SRX

Expand all | Collapse all

SRX1400 - lost "contact" to the SYSIO card in FPC0

Jump to Best Answer
  • 1.  SRX1400 - lost "contact" to the SYSIO card in FPC0

    Posted 09-09-2020 04:01

    Hello all,

     

    we are running two SRX1400 as a cluster.

    After running for quite some time without issues, suddenly the secondary node lost all his network interfaces.

    Checking the cluster hardware it seems that the secondary node has lost its FPC0, or at least the connection to it.

     

    admin@node0> show chassis hardware
    node0:
    --------------------------------------------------------------------------
    Hardware inventory:
    Item Version Part number Serial number Description
    ...
    FPC 0 REV 19 750-031019 XXXXXXXX SRX1k 10GE SYSIO
    PIC 0 BUILTIN BUILTIN 6x 1GE RJ45 3x 1GE SFP 3x 10GE SFP+
    Xcvr 6 REV 02 740-013111 XXXXXXX SFP-T
    Xcvr 7 REV 02 740-013111 XXXXXXX SFP-T
    Xcvr 8 NON-JNPR XXXXXXXXXXX SFP+-10G-SR
    Xcvr 9 NON-JNPR XXXXXXXXXXX SFP+-10G-SR
    ...

    node1:
    --------------------------------------------------------------------------
    Hardware inventory:
    Item Version Part number Serial number Description
    ...
    FPC 0 REV 19 750-031019 YYYYYYYY SRX1k 10GE SYSIO
    PIC 0
    ...

     

    All productive interfaces are located on this FPC0.

     

    In addition to that, the productive redundancy group 1 was running on secondary node at that time and we lost complete connectivity to and through that device.

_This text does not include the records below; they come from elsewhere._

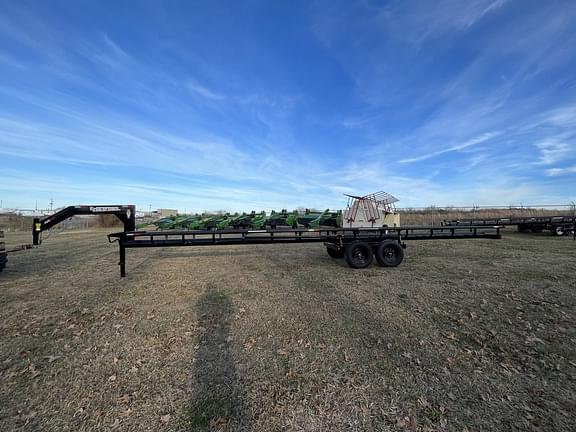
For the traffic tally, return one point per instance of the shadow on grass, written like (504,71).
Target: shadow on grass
(218,400)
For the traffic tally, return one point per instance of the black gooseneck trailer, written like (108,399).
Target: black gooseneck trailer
(126,213)
(359,246)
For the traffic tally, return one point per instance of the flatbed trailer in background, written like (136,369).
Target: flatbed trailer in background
(557,225)
(358,246)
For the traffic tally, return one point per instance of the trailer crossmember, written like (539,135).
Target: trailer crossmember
(357,245)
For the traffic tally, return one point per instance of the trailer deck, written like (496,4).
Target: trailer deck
(557,225)
(358,245)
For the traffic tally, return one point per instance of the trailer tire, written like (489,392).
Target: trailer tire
(335,253)
(389,254)
(359,254)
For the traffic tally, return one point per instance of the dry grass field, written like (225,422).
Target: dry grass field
(470,335)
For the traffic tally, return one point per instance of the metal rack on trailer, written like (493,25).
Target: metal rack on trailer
(557,225)
(358,246)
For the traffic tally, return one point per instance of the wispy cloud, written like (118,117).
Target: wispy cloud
(475,95)
(552,151)
(466,144)
(198,89)
(561,171)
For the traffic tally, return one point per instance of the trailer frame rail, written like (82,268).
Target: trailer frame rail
(339,240)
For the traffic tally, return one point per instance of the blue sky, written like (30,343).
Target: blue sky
(235,105)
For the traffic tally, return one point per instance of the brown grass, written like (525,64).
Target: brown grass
(468,335)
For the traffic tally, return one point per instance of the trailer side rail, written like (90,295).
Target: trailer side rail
(339,238)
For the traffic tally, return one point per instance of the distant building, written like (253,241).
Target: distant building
(167,212)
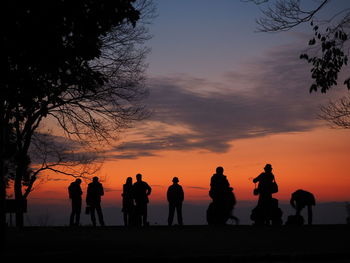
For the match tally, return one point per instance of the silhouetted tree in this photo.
(330, 41)
(80, 62)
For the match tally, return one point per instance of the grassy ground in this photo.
(318, 243)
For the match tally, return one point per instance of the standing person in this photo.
(265, 191)
(300, 199)
(128, 202)
(141, 190)
(75, 193)
(220, 210)
(175, 196)
(93, 199)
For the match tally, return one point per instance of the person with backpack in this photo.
(93, 200)
(140, 191)
(175, 197)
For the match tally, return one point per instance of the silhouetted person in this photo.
(75, 194)
(128, 202)
(175, 196)
(301, 199)
(220, 210)
(141, 191)
(265, 191)
(93, 199)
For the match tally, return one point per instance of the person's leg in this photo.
(171, 214)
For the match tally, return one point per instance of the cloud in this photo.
(267, 96)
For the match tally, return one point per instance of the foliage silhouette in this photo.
(53, 60)
(331, 36)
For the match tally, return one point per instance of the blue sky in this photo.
(206, 38)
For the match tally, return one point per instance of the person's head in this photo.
(129, 180)
(175, 180)
(219, 170)
(268, 168)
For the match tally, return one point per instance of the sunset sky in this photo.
(222, 94)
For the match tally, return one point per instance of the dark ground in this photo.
(317, 243)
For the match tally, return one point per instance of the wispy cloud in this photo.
(266, 96)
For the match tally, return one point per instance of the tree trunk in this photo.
(2, 182)
(20, 171)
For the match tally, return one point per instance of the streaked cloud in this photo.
(267, 96)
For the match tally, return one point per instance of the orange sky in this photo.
(316, 160)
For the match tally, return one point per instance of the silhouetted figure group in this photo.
(75, 193)
(135, 201)
(224, 200)
(93, 201)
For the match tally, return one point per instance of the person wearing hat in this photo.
(93, 200)
(301, 199)
(175, 196)
(265, 191)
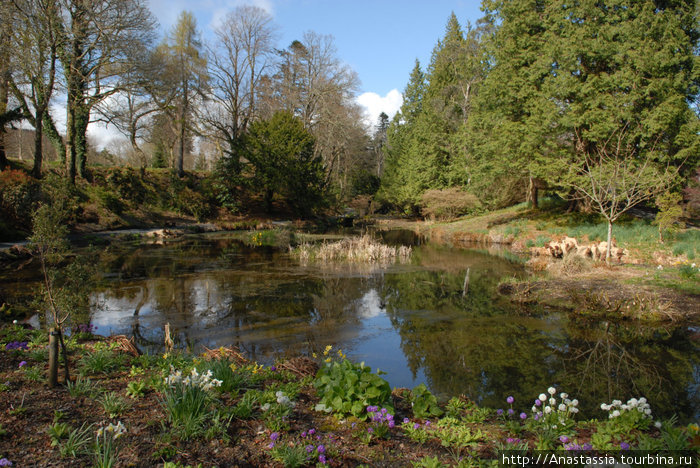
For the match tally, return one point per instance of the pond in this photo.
(414, 321)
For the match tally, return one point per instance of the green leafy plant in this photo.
(83, 387)
(106, 447)
(348, 388)
(101, 361)
(424, 403)
(113, 404)
(187, 401)
(77, 442)
(57, 431)
(136, 389)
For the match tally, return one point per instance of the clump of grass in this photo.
(570, 265)
(354, 250)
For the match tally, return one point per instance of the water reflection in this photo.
(413, 321)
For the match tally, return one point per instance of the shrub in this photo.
(349, 388)
(19, 195)
(448, 203)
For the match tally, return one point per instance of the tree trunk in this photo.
(38, 150)
(533, 193)
(70, 140)
(55, 138)
(64, 352)
(53, 358)
(82, 119)
(4, 99)
(607, 252)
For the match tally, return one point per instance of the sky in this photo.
(379, 39)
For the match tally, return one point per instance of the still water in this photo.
(413, 321)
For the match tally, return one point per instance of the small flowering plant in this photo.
(553, 413)
(187, 399)
(381, 421)
(106, 448)
(635, 414)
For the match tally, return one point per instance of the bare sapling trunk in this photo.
(53, 358)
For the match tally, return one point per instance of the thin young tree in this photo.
(65, 282)
(619, 175)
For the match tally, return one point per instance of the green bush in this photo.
(445, 204)
(424, 403)
(348, 388)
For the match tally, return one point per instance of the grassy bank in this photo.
(219, 409)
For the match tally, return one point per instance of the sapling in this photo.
(64, 285)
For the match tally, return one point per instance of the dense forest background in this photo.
(595, 103)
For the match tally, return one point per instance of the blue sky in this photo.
(379, 39)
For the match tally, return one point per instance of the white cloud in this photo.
(374, 104)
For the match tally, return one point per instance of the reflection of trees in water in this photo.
(618, 361)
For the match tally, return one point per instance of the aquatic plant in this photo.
(362, 249)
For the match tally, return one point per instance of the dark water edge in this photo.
(413, 321)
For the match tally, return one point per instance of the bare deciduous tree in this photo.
(238, 61)
(617, 176)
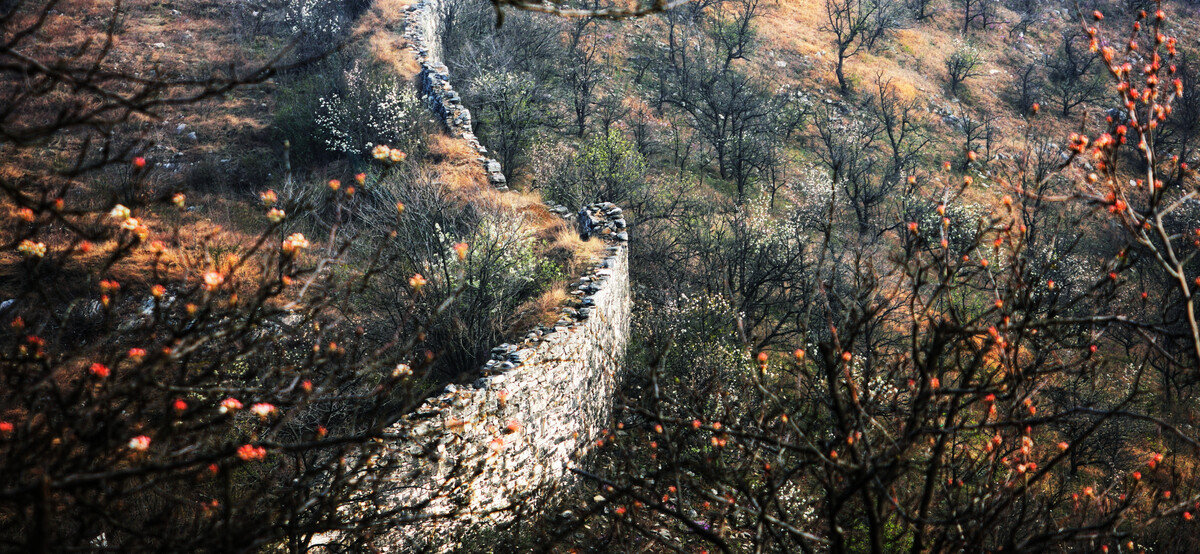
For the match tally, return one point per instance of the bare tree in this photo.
(1072, 78)
(963, 64)
(850, 22)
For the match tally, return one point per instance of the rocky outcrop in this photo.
(490, 457)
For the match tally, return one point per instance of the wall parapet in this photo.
(480, 457)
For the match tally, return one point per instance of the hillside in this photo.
(341, 276)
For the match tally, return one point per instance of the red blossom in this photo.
(99, 369)
(251, 452)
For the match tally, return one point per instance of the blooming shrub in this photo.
(371, 108)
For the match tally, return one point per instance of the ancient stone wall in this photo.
(490, 457)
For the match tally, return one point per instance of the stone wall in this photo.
(485, 459)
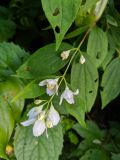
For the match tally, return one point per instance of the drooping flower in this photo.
(52, 86)
(32, 114)
(82, 59)
(65, 54)
(53, 117)
(42, 120)
(38, 101)
(68, 95)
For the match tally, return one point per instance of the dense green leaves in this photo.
(31, 90)
(8, 90)
(91, 132)
(77, 110)
(110, 84)
(6, 125)
(85, 78)
(59, 17)
(116, 156)
(7, 29)
(28, 147)
(11, 57)
(92, 154)
(97, 46)
(43, 62)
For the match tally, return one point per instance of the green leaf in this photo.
(11, 57)
(90, 132)
(8, 90)
(32, 90)
(6, 125)
(97, 46)
(76, 32)
(92, 154)
(111, 20)
(7, 29)
(85, 78)
(77, 110)
(110, 82)
(45, 61)
(59, 17)
(115, 156)
(115, 32)
(28, 147)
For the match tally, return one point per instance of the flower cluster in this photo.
(42, 119)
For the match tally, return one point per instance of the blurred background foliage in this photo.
(24, 23)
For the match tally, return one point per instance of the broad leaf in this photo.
(115, 156)
(45, 61)
(92, 154)
(28, 147)
(32, 90)
(90, 132)
(77, 110)
(59, 17)
(111, 82)
(6, 125)
(97, 46)
(85, 78)
(11, 57)
(76, 32)
(7, 29)
(8, 90)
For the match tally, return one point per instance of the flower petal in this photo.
(76, 92)
(39, 128)
(61, 99)
(35, 111)
(53, 116)
(43, 83)
(28, 122)
(49, 92)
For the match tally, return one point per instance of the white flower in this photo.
(32, 114)
(65, 54)
(53, 117)
(38, 101)
(68, 95)
(42, 120)
(82, 59)
(39, 126)
(52, 86)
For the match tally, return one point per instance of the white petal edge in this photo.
(43, 83)
(53, 116)
(39, 128)
(28, 122)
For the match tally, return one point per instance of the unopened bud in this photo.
(65, 54)
(82, 59)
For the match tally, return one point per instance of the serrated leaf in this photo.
(97, 46)
(115, 156)
(31, 90)
(59, 17)
(45, 61)
(28, 147)
(90, 132)
(77, 110)
(11, 57)
(92, 154)
(111, 82)
(7, 29)
(8, 90)
(76, 32)
(6, 125)
(85, 78)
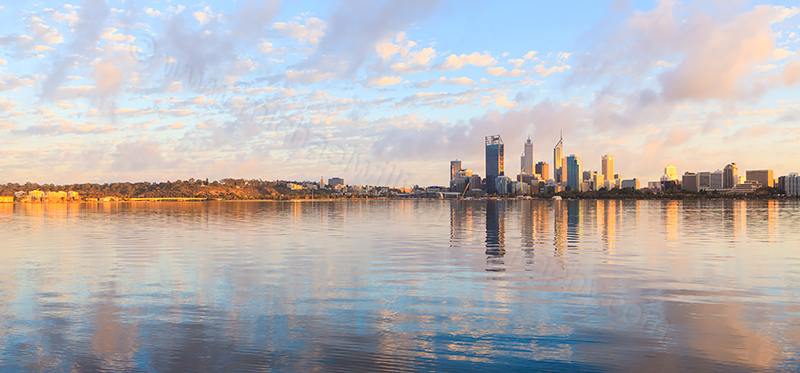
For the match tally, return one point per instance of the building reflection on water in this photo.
(495, 235)
(332, 287)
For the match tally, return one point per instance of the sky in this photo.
(389, 92)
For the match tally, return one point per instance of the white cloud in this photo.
(384, 81)
(308, 76)
(780, 53)
(463, 81)
(455, 62)
(408, 61)
(43, 33)
(501, 71)
(310, 33)
(206, 15)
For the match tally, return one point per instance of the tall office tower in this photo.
(731, 176)
(764, 177)
(495, 160)
(574, 173)
(608, 167)
(792, 187)
(526, 159)
(455, 166)
(543, 169)
(670, 173)
(717, 179)
(691, 182)
(558, 159)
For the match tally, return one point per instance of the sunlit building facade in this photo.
(608, 166)
(764, 177)
(574, 173)
(526, 160)
(558, 161)
(495, 159)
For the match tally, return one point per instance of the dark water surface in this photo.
(401, 286)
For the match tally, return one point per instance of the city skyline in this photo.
(113, 91)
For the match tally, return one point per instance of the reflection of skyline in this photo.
(495, 235)
(228, 286)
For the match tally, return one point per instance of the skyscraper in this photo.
(731, 176)
(526, 160)
(495, 161)
(574, 173)
(608, 167)
(455, 166)
(543, 169)
(558, 156)
(764, 177)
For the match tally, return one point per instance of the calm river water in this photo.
(401, 286)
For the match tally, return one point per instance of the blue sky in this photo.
(390, 92)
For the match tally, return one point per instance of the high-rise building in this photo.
(717, 179)
(574, 173)
(335, 181)
(608, 166)
(764, 177)
(670, 173)
(731, 176)
(792, 184)
(558, 160)
(543, 169)
(703, 180)
(495, 159)
(455, 166)
(631, 183)
(526, 160)
(691, 182)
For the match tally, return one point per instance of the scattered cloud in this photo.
(455, 62)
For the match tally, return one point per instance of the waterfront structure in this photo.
(670, 173)
(36, 194)
(335, 181)
(608, 167)
(792, 184)
(745, 187)
(503, 184)
(455, 166)
(764, 177)
(461, 181)
(558, 161)
(574, 173)
(717, 179)
(703, 180)
(691, 182)
(631, 183)
(598, 181)
(495, 159)
(731, 176)
(543, 170)
(526, 160)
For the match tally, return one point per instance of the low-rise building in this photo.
(630, 183)
(764, 177)
(745, 188)
(792, 184)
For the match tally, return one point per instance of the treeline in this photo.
(229, 189)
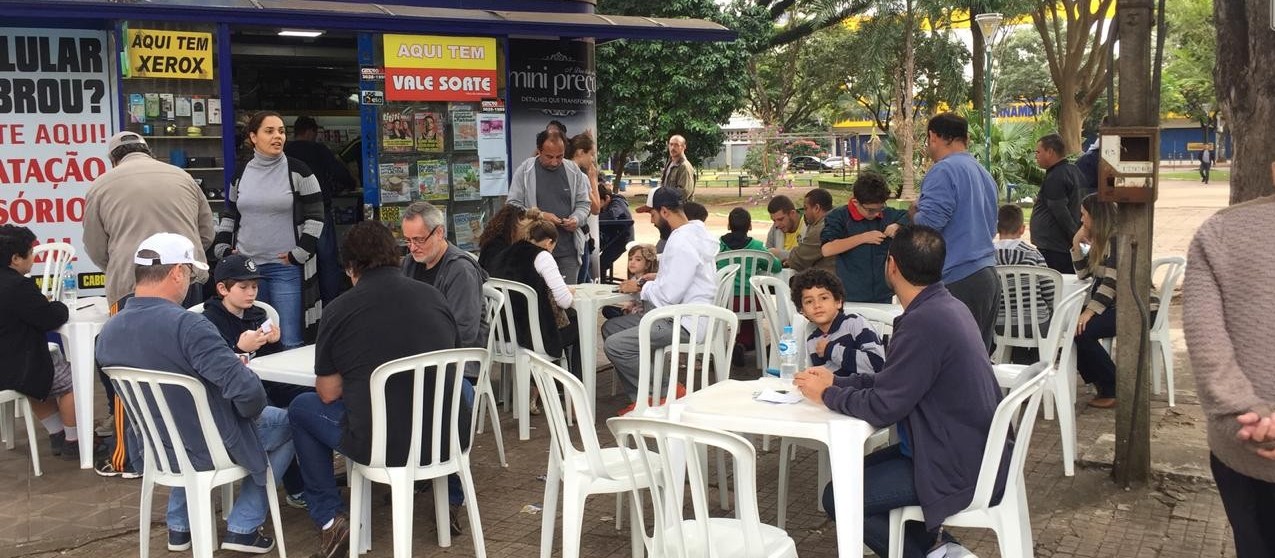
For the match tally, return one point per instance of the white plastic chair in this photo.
(510, 352)
(746, 306)
(485, 400)
(1160, 343)
(9, 399)
(1058, 358)
(582, 472)
(445, 371)
(56, 256)
(273, 315)
(1029, 296)
(152, 399)
(1009, 517)
(673, 534)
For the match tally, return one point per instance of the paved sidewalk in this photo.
(69, 512)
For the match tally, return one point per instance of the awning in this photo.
(321, 14)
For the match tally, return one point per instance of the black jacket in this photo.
(26, 316)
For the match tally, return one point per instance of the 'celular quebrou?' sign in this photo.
(434, 68)
(168, 54)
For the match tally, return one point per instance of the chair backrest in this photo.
(1028, 301)
(672, 533)
(1014, 417)
(269, 311)
(708, 325)
(152, 399)
(552, 381)
(1173, 269)
(515, 291)
(56, 256)
(726, 286)
(444, 370)
(752, 263)
(775, 301)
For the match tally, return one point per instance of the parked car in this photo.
(807, 163)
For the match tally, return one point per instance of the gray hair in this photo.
(426, 212)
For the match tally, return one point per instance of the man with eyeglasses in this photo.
(858, 235)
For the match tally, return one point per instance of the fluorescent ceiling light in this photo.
(300, 33)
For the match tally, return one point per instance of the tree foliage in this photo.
(652, 89)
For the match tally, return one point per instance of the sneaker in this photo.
(251, 543)
(334, 540)
(103, 468)
(179, 540)
(297, 501)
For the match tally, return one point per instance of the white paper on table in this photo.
(780, 396)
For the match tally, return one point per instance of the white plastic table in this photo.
(588, 301)
(728, 405)
(79, 335)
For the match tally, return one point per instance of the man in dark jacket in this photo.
(26, 316)
(1056, 214)
(937, 386)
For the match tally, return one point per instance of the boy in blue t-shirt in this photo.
(843, 344)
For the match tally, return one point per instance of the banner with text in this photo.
(168, 54)
(58, 107)
(434, 68)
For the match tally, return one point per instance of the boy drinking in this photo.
(843, 344)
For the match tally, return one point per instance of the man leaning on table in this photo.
(156, 333)
(384, 317)
(937, 386)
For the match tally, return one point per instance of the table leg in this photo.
(80, 347)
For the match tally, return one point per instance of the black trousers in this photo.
(981, 292)
(1250, 506)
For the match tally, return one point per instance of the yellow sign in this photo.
(168, 54)
(432, 51)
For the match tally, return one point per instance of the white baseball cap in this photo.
(172, 249)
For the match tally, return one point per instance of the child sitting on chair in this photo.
(643, 265)
(843, 344)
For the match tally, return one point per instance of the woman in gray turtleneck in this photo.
(274, 215)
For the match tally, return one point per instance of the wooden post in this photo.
(1132, 463)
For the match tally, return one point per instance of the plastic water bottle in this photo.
(70, 287)
(788, 356)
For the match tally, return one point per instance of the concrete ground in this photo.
(69, 512)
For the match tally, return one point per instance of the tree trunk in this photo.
(1245, 70)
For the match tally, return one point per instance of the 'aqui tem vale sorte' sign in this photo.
(434, 68)
(168, 54)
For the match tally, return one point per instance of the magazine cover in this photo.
(395, 182)
(397, 133)
(464, 130)
(468, 228)
(464, 180)
(429, 131)
(431, 178)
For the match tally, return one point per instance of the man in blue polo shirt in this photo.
(958, 199)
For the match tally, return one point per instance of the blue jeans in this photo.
(888, 484)
(281, 288)
(251, 505)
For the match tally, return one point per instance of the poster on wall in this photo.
(550, 80)
(52, 139)
(494, 162)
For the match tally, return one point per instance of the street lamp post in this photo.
(987, 24)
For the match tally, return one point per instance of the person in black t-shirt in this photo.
(384, 317)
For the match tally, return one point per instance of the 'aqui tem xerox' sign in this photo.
(432, 68)
(168, 54)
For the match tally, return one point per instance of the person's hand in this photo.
(251, 340)
(1084, 320)
(812, 382)
(871, 237)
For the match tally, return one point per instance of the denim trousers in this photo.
(281, 288)
(888, 484)
(251, 505)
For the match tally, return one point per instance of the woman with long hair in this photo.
(274, 217)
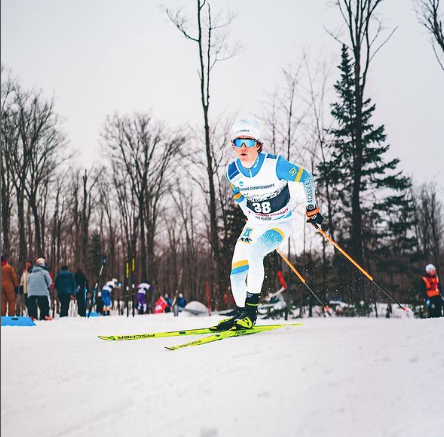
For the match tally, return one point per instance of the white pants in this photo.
(254, 243)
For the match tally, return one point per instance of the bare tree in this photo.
(359, 17)
(431, 16)
(43, 142)
(211, 38)
(9, 138)
(141, 150)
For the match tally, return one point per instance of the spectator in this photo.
(9, 285)
(142, 290)
(431, 291)
(82, 290)
(106, 295)
(169, 303)
(39, 282)
(181, 301)
(65, 285)
(24, 282)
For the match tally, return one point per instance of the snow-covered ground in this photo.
(331, 377)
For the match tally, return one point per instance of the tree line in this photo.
(160, 193)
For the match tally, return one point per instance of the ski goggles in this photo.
(248, 142)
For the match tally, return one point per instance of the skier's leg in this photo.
(238, 277)
(268, 241)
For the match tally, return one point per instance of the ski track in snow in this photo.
(330, 377)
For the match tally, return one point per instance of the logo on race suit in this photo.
(245, 237)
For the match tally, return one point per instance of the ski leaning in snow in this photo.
(198, 331)
(227, 334)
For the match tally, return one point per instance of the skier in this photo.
(9, 287)
(259, 182)
(142, 290)
(430, 288)
(106, 295)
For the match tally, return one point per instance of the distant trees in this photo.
(140, 153)
(431, 17)
(33, 147)
(211, 36)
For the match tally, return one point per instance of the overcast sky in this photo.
(101, 56)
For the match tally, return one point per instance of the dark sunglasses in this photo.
(249, 142)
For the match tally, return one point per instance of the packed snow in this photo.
(329, 377)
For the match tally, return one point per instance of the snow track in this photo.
(331, 377)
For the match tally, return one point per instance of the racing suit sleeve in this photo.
(293, 173)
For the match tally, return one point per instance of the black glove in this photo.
(313, 215)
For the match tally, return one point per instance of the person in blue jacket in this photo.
(259, 183)
(66, 286)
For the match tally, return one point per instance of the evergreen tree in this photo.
(385, 210)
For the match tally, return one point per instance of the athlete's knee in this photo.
(270, 240)
(239, 267)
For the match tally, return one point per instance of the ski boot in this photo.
(248, 317)
(226, 324)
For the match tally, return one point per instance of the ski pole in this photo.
(133, 269)
(364, 272)
(96, 287)
(302, 279)
(127, 286)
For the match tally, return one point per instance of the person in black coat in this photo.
(66, 286)
(82, 290)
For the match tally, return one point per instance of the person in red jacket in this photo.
(431, 291)
(9, 287)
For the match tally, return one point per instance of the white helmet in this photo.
(430, 267)
(248, 128)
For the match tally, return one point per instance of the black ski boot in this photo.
(248, 317)
(226, 324)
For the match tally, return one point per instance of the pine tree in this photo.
(385, 210)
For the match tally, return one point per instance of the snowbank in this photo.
(331, 377)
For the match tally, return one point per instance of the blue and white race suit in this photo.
(263, 194)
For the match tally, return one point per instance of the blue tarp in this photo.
(17, 321)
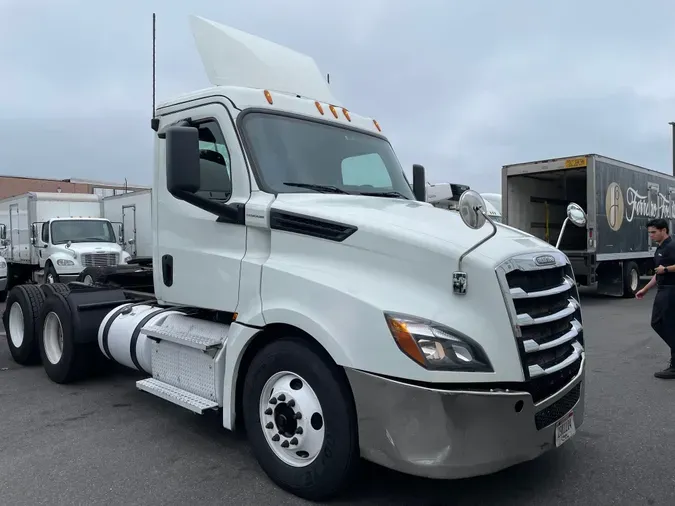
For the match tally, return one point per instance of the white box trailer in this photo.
(133, 210)
(54, 236)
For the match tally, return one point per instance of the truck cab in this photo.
(66, 246)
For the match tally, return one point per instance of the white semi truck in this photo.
(133, 210)
(52, 237)
(302, 287)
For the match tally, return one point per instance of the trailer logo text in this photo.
(652, 205)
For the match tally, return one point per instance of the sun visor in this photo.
(235, 58)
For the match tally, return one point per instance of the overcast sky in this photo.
(462, 87)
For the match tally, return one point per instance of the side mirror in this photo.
(419, 183)
(470, 206)
(576, 214)
(182, 160)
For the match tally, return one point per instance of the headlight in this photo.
(435, 346)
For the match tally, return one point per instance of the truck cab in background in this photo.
(302, 288)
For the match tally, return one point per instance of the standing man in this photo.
(663, 312)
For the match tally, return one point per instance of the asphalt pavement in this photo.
(103, 442)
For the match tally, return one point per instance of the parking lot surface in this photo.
(103, 442)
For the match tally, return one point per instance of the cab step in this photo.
(190, 332)
(178, 396)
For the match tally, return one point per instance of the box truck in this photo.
(133, 211)
(613, 249)
(52, 237)
(331, 317)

    Interface monitoring was configured, but it did not execute a failover.
    We had to do a manual failover to get the connections working again.

     

    Currently I am planning a reboot of the secondary node, to see if the system can recognize FPC0 again completely.

    Apart from that, I wonder, why the interface monitoring did not help to do a fail-over? Any hints?

     

    Thanks in advance.

     

    EDIT: Reboot has been done (without re-seating the card). The card has been recognized again; interfaces are listed again and are available again in the system. "Solution accepted" for the hint to "jsrpd might stuck" and the recommended software version.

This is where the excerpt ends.